In un periodo di profonda crisi economica e di problematiche occupazionali, consiglieresti ai giovani di avvicinarsi alla terra, ma soprattutto per quella che è la tua esperienza personale, è ancora possibile al giorno d’oggi per un giovane coltivare il sogno di partire quasi da zero e costruire una propria piccola azienda? Oggigiorno partire da zero è un’impresa difficilissima. Se uno riesce a realizzare il suo progetto partendo quasi da zero, beh posso solo dirgli che è un grande. Lavorare la terra non è una passeggiata. Caldo d’estate e freddo in inverno. Fatica. Tante ore da dedicare all’azienda. Devi avere una passione smisurata per il tuo lavoro e amare il territorio in ogni sua espressioni. A Oslavia sono partiti da zero personaggi come Gravner, Radikon, Primosic, i fratelli Bensa, la mia stessa famiglia, ma erano altri tempi. Oggi penso che sia difficile per non dire impossibile realizzare quello che sono riusciti a fare questi grandi personaggi, senza avere una buona base di partenza.

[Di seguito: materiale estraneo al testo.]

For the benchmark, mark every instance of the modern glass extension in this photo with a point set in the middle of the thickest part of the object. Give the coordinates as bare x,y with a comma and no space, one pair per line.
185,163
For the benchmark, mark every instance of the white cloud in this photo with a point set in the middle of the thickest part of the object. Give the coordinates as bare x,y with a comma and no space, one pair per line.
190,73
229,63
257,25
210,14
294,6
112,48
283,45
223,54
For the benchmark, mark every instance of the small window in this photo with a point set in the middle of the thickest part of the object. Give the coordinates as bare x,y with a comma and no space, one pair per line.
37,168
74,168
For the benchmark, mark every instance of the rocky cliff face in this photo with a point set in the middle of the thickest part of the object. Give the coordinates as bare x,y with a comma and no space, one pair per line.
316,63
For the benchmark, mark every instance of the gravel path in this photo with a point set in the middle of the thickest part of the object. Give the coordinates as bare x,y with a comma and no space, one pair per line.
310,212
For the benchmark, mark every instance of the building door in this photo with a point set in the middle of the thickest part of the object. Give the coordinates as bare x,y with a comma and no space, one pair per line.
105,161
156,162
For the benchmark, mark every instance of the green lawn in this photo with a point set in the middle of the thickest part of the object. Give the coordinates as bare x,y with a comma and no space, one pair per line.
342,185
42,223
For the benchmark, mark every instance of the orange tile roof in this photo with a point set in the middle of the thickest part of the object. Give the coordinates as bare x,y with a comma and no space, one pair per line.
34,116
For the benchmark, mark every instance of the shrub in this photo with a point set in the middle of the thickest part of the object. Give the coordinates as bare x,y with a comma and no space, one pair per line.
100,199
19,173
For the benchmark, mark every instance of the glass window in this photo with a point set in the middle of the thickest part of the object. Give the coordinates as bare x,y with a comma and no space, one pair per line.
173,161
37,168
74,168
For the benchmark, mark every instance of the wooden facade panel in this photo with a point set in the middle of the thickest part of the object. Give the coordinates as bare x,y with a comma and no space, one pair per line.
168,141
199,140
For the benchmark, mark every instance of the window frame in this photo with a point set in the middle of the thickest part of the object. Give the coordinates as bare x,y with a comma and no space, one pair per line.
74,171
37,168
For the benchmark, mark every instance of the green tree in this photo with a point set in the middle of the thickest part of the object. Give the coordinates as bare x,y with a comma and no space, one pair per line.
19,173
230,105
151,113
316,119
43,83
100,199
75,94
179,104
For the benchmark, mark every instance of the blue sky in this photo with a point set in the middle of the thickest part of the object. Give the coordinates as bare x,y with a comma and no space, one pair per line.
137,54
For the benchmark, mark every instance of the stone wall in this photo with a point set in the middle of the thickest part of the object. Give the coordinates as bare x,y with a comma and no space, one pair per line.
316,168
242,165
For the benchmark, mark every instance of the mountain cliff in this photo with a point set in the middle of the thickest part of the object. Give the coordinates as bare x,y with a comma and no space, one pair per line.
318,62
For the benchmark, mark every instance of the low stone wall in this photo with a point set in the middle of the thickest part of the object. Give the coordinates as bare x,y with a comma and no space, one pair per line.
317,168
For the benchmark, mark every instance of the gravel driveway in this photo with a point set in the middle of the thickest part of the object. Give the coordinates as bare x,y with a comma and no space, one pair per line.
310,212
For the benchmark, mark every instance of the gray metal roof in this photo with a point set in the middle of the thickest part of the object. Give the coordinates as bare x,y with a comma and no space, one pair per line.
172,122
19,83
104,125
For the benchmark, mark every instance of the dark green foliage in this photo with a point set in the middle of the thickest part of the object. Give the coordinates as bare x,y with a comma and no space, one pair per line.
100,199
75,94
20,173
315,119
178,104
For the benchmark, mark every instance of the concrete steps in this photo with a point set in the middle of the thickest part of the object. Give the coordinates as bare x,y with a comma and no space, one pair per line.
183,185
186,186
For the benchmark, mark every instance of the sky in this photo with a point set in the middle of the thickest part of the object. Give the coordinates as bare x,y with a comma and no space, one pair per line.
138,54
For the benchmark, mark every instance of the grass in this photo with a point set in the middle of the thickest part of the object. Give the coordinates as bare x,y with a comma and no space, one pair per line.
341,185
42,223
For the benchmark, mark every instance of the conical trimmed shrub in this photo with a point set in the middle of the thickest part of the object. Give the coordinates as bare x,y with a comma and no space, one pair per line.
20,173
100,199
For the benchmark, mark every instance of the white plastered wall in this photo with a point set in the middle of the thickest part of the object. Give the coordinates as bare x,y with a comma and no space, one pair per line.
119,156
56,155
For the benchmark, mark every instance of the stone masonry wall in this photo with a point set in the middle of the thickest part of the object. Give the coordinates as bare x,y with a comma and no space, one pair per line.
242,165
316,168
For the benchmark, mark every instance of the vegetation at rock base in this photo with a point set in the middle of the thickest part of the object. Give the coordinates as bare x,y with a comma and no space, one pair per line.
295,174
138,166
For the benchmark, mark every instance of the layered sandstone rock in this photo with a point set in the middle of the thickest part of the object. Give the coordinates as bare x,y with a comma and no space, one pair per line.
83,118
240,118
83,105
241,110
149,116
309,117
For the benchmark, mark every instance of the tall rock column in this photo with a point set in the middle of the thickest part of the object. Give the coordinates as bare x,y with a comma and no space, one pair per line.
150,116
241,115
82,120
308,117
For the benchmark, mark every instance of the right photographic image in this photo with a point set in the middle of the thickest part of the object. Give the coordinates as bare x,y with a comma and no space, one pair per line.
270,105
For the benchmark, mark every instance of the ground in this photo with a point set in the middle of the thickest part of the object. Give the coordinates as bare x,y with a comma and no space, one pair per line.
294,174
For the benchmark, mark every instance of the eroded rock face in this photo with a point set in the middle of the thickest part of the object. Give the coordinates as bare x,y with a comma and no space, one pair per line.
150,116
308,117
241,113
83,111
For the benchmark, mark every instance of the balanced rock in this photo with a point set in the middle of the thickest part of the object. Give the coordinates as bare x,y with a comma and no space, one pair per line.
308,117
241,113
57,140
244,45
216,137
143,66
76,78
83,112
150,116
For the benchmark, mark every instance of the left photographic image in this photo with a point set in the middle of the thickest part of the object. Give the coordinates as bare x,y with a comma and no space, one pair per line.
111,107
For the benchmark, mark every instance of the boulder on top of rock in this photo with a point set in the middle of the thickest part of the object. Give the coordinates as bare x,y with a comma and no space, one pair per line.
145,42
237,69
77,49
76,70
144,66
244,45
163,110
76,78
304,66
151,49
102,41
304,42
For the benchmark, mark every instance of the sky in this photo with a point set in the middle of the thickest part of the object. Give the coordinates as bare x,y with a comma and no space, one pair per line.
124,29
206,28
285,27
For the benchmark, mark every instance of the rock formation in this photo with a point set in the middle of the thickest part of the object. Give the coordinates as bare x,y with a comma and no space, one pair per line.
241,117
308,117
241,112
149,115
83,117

Un ragazzo di 26 anni che progetti e che speranze ha per il futuro? Quando sono in vigna sul trattore devo innanzi tutto stare attento a non buttare giù i pali dei filari e poi mentre lavoro lascio andare la mia mente a mille sogni e progetti. La speranza è quella di consolidare i livelli qualitativi raggiunti dalla nostra azienda, e se possibile anche migliorarli. Vorrei che io e tutti gli altri giovani Fiegl, fossimo protagonisti di nuovi successi, magari ingrandendo ancora un pochino l’azienda. Vorrei vedere il territorio di Oslavia crescere, nel rispetto della salvaguardia ambientale. Offrire non solo buoni vini, e un ricordo ormai purtroppo sbiadito delle terribili vicissitudini della I guerra mondiale, ma anche tutta una serie di infrastrutture che invoglino il turista a passare un po’ di tempo nelle nostre belle colline.
Vino e poi quali sono le tue passioni? Amo moltissimo viaggiare con la mia compagna. Conoscere nuovi luoghi, nuove culture e scoprire tutti i segreti dell’enogastronomia delle zone che visito. Poi amo il calcio e in particolar modo la mia squadra del cuore: l’Inter. Mi piace leggere e guardare bei film. Ma una delle cose che adoro fare e trovarmi qualche volta con gli amici di vecchia data e fare un po’ di baldoria.